Kocası onun bu sorusuna sinirlendi. İsa dayı da sanki bu soruyu duymuyormuş gibi ellerini pantolonunun ceblerine koydu, kafasını sallayarak dış kapıya doğru yürüdü, ansızın durdu:

Ama en iyisi güvercindir.”

İsa dayı gittikten sonra kocası tavşanın henüz ölüp ölmediğini kontrol etmek için hayvanın pençelerine baktı, kalktı ve ellerini sırtına dayadı. Sesi ta uzaklardan geliyordu:

Ölecek!…”

Tavşan hâlâ güçlükle soluk alaraktan can çekişiyordu, sıcacık vücudu hafif titreyişle esiyordu.

Tavşan akşama kadar dayanamadı, öldü.

Kocası bahçenin aşağı kısmında toprağı kazarak tavşanı oraya gömdü.

Gece rüyada tavşanın can çekişmesini gördü. Can çekişen tavşan bu akşam ölen tavşandan daha iri ve de daha beyazdı. Can çekişirken ansızın kalktı, iki bacağını onun omuzlarına kadar kaldırdı, ağzını büyükçe açıp esnedi. Öyle bir esnedi ki, az daha onu da yutacaktı...

Sabah kahvaltısını yaptıklarında öbür tavşan tam da balkonun önünde oturuyordu. Sanki konuşmalarını dinlemek için gelmişti.

Acaba ölen hangisi, erkek olan mı, dişi olan mi?”

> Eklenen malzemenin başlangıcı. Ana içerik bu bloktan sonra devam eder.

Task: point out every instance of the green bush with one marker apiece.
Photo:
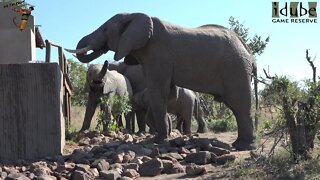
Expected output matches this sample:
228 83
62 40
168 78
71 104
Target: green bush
77 75
120 106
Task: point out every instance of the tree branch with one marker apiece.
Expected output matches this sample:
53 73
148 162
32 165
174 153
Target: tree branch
267 74
314 69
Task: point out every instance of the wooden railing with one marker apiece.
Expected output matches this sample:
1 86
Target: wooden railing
67 87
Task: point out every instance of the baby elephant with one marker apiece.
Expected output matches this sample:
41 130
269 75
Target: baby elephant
102 82
184 104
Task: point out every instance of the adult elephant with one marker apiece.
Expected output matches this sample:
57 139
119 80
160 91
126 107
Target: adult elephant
135 76
210 59
102 82
184 106
182 102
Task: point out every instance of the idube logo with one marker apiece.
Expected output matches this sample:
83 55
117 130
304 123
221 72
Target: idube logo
294 12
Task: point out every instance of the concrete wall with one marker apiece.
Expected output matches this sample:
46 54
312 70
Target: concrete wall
15 46
31 117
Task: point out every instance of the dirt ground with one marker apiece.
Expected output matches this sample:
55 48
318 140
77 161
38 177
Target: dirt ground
213 171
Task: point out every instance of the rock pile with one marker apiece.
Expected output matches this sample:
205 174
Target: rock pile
124 156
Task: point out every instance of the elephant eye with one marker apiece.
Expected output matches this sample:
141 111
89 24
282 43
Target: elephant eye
97 81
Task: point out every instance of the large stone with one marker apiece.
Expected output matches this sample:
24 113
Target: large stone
224 158
152 167
131 166
31 111
103 165
177 142
220 144
177 168
167 166
110 175
16 176
195 170
200 158
203 143
46 177
132 173
80 175
219 151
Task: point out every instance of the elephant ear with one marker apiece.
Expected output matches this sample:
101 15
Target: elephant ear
130 60
135 35
174 92
86 87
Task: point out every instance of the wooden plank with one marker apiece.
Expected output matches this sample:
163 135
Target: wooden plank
31 120
48 51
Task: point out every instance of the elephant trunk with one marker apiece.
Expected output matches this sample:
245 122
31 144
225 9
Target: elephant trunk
83 47
103 70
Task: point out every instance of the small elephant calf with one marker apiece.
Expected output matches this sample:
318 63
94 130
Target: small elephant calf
184 104
102 82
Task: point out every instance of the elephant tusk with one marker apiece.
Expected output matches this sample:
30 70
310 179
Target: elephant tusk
79 51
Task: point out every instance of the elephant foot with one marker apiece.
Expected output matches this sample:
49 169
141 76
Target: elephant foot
243 145
202 130
160 139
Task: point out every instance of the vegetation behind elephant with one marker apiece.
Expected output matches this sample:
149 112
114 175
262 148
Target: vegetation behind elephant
184 106
210 59
102 82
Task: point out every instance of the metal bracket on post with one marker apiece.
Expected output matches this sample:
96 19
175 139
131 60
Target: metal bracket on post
66 81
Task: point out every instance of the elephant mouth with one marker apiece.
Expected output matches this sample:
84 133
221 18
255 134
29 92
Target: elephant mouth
87 54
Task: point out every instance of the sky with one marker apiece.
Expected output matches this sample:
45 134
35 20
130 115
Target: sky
66 22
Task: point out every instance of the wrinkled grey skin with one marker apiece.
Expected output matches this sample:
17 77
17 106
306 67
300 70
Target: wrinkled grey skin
102 82
185 106
210 59
138 83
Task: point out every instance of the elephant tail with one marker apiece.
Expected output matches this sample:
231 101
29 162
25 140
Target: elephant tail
255 77
198 114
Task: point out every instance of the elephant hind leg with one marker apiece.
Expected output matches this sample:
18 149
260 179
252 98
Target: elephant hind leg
240 104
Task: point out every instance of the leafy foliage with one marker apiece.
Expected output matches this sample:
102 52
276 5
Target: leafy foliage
218 116
119 106
256 44
300 112
77 74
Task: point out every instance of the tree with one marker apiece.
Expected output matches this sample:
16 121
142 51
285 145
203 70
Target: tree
77 75
256 44
215 110
300 111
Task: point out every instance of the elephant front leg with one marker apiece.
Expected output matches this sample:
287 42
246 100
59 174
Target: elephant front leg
141 120
107 117
130 122
90 109
159 109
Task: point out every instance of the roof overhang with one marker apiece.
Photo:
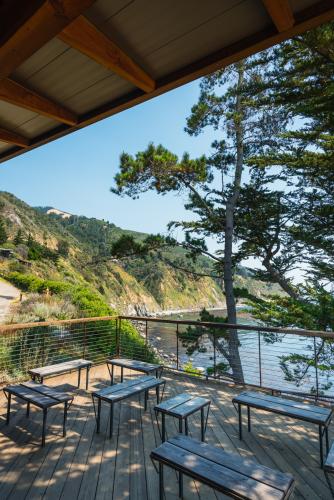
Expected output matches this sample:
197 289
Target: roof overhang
65 64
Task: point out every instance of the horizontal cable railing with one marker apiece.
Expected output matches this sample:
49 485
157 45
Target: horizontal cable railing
283 360
29 345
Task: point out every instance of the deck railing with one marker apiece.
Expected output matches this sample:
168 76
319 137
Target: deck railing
284 360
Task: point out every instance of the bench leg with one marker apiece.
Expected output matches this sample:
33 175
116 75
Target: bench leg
111 420
321 448
202 425
161 481
240 422
8 408
98 415
329 484
87 377
45 412
65 418
163 424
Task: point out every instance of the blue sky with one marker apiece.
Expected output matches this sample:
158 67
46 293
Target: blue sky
76 172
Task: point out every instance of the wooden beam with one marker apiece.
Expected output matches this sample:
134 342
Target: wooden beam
82 35
14 93
45 23
281 13
310 18
13 138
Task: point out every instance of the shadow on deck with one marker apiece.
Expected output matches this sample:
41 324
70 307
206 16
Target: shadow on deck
88 466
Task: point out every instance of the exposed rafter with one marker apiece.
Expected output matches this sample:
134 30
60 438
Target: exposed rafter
82 35
309 18
15 93
13 138
45 23
281 13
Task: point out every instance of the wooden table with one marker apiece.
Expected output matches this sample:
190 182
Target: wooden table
39 395
133 364
68 366
225 472
288 408
181 407
115 393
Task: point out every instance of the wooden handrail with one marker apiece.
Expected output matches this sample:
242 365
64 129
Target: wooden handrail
23 326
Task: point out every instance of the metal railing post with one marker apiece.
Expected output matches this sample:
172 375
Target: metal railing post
260 359
118 337
177 346
316 370
214 356
84 342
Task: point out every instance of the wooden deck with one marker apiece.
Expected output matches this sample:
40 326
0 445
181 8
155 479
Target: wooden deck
88 466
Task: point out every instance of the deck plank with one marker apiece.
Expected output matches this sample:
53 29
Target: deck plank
88 466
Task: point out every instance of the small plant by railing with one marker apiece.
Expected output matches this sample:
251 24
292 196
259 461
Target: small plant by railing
284 360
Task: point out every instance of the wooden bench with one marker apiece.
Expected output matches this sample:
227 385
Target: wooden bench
288 408
227 473
68 366
133 364
329 468
39 395
181 407
115 393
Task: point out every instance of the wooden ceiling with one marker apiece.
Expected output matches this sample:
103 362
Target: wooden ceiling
65 64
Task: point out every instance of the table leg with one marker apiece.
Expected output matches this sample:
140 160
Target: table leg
161 481
111 421
180 425
321 448
163 424
180 473
186 426
45 412
240 421
180 485
8 408
65 418
98 415
202 425
87 376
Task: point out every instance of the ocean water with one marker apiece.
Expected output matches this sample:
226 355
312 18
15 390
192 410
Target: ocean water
261 355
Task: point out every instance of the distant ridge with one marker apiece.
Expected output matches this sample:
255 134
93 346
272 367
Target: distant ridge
55 211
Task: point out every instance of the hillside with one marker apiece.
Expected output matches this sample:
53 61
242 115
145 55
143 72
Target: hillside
75 249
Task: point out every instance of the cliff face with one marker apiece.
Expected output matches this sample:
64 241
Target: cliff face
75 249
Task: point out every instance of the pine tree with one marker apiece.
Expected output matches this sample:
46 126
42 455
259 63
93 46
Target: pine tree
3 232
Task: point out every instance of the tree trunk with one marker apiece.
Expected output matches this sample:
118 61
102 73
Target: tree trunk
233 340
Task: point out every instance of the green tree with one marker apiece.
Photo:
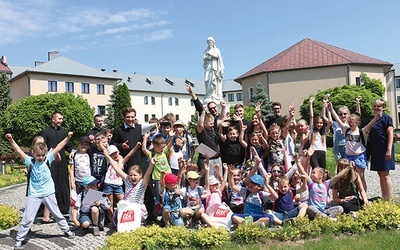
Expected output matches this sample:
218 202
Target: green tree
374 85
109 121
261 96
5 101
342 96
120 99
30 115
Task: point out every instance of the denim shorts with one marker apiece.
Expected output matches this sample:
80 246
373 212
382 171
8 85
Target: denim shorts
112 189
360 160
85 217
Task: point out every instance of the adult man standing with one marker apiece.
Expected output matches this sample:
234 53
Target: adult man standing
53 135
98 127
277 118
126 137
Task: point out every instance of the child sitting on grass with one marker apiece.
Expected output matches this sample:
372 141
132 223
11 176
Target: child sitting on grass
41 187
89 214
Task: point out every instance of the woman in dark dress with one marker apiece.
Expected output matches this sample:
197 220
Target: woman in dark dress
381 145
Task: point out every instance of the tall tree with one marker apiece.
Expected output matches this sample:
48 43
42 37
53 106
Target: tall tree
5 101
26 118
123 98
261 96
109 121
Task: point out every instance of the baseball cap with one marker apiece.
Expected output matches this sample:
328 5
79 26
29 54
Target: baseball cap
89 180
179 122
84 139
112 149
257 179
192 175
170 179
213 180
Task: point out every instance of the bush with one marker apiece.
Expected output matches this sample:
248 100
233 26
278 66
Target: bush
9 217
379 215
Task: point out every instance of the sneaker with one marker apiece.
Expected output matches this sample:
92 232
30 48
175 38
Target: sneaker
96 231
69 235
18 245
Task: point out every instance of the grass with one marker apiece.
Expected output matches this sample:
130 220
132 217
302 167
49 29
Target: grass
12 178
380 239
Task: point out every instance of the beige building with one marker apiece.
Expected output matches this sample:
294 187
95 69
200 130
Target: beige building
309 66
151 96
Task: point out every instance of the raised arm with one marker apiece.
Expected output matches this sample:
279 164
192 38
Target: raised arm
335 116
146 177
117 166
133 150
200 121
310 123
144 145
241 134
16 147
358 105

Kocası gözlerini küçülterek tavşanı izledi bir süre:

Ne farkeder ki?”

Bu erkeğe benziyor.”

Neresi benziyor peki?” Kocası yüzünü öyle buruşturdu ki, sanki, yüzüne güneş ışınları değiyordu.

Bıyıkları.”

“Bıyıklarla ne alakası var, sanki kız tavşanın bıyıkları olmuyor, öyle mi?”

Tere yağını özenle ekmeğin üzerine sürdükten sonra:

Ne olursun, bir tane tavşan daha al.”,dedi.

Hangisinden alayım, peki?”

İşte bundan.”

İyi de bunun erkek, ya da dişi olduğunu nereden anlayalım….”

Sabah kahvaltısı masanın üzerinde olduğu gibi kaldı. Kovalamaca başladı. Ne yapsalar da, tavşanı bir türlü yakalayamadılar.

İlginç…” kocası az sonra arabayı Merdekanın daracık sokaklarında kullanırken kendi kendine tekrar ediyordu: “ Hem de çok ilginç…”

İlginç olan ne?”

Tavşanın ölmesi…” İlk kez tavşanların erkek ve dişi olarak aynı yerde bulunmasının onların ölümüne neden olduğunu duyuyorum.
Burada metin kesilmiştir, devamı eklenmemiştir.